Business continuity planning is for every institution, regardless of size, Jackson says. "But I'll stress that one size does not fit all." Larger institutions may require an entire department devoted to planning, where smaller entities may have one person in charge of the plan. This is regardless of whether institutions' systems are provided in-house or through third-party service providers. "In this electronic age, almost every institution has some type of service through a third party," Jackson says. "But that is not an excuse to not plan."
It is important during the planning process to focus on interdependencies that institutions have with outside industries, including telecommunications, transportation and energy. "From previous events (including Hurricanes Katrina and Rita) we've seen the overlooking of those interdependencies cause problems in the recovery of business," Jackson says.
Additionally, the interdependencies within an institution can't be overlooked. "When a disaster happens, you can't expect the IT department to recover the institution's entire operation," he says.
Deadline: Your Next Exam
While there isn't a specific deadline for meeting this updated guidance, it is effective immediately.
In other words, FDIC examiners won't be knocking on banks' doors next week to examine their business continuity plans, "But we expect all of our institutions under our agency to have a plan," Jackson says.
For banks overseen by the Office of the Comptroller of the Currency (OCC), the new updates will be worked in over time and will become part of the examination supervisory process, says Mark O'Dell, Deputy Comptroller of Operational Risk at the OCC.

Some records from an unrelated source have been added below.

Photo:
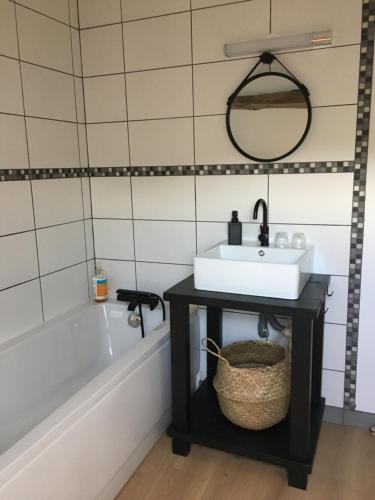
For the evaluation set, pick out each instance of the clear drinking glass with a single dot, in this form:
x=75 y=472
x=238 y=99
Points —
x=299 y=241
x=281 y=240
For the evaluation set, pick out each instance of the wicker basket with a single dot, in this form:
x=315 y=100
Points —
x=252 y=383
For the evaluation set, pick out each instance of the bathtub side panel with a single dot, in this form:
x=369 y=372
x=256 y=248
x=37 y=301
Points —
x=81 y=462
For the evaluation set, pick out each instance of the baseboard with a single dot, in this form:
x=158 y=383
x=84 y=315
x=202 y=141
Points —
x=352 y=418
x=123 y=475
x=359 y=418
x=333 y=415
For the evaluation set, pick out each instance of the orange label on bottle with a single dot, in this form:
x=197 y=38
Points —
x=101 y=289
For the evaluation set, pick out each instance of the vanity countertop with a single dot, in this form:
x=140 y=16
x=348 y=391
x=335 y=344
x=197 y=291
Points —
x=309 y=303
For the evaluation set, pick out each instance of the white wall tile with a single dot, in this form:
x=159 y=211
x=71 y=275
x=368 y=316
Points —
x=61 y=246
x=165 y=241
x=57 y=201
x=111 y=197
x=13 y=147
x=16 y=208
x=8 y=30
x=331 y=137
x=73 y=9
x=47 y=93
x=158 y=42
x=164 y=198
x=97 y=12
x=120 y=274
x=215 y=82
x=102 y=52
x=113 y=239
x=10 y=87
x=44 y=41
x=86 y=195
x=108 y=145
x=89 y=235
x=212 y=144
x=163 y=93
x=19 y=259
x=64 y=290
x=334 y=347
x=25 y=298
x=214 y=27
x=52 y=144
x=319 y=70
x=333 y=388
x=159 y=277
x=331 y=246
x=82 y=145
x=311 y=198
x=105 y=99
x=337 y=304
x=57 y=9
x=210 y=234
x=162 y=142
x=76 y=52
x=148 y=8
x=218 y=195
x=320 y=15
x=79 y=99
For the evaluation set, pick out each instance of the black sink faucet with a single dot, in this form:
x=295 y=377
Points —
x=264 y=229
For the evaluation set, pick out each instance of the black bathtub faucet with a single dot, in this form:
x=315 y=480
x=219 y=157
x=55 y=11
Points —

Office of Thrift Supervision (OTS) examiners will base their conclusions on the efforts of each institution's management team. "An institution that has ignored the guidance will be viewed less favorably than an institution that has a plan that is in process and perhaps has experienced some slippage due to unforeseen occurrences," says William Henley OTS Director of IT Risk Management.
Based on past experience, Johnson of the ABA expects the initial stages of compliance to include the awareness of the updated guidance, then over the next one-to-two years examiners will begin assessing plans at institutions. "After that, we will expect that they'll hold institutions to comply fully with this guidance," he adds.
Sense of Urgency
Whether an institution is in the middle of the country or sitting on a earthquake fault, it should be ready to respond to a local, regional or nationwide disaster, says FDIC's Jackson. Changes in business processes and technology, increased terrorism concerns, recent natural disasters and the threat of a pandemic have all focused attention on the need for business continuity planning.
"Banks should sense urgency in the need to update their plans," says Henley of the OTS. "The regulatory agencies take BCP extremely seriously. From the natural disasters of the recent past, we see that a comprehensive BCP can be the difference."
OCC's O'Dell says this updated guidance should serve as a wake-up call for those banks that have not done enough to meet their business continuity planning requirements. "This is their reminder. They may already have an ongoing conversation from a supervisory point of view, and they're aware of them through recent supervisory activities," he says. All institutions should be talking to their examiners before an examination to determine weak points in their plan or shortcomings. "The examiners will be more than happy to help them," O'Dell says.
The point of the new guidance is not to punish institutions, but to accelerate their planning, says Jackson. "It's not going to be a 'gotcha' for institutions that are working on their plan," he says. "Banks that don't have a plan or haven't updated an existing one should have a sense of urgency to bring their plan up to date."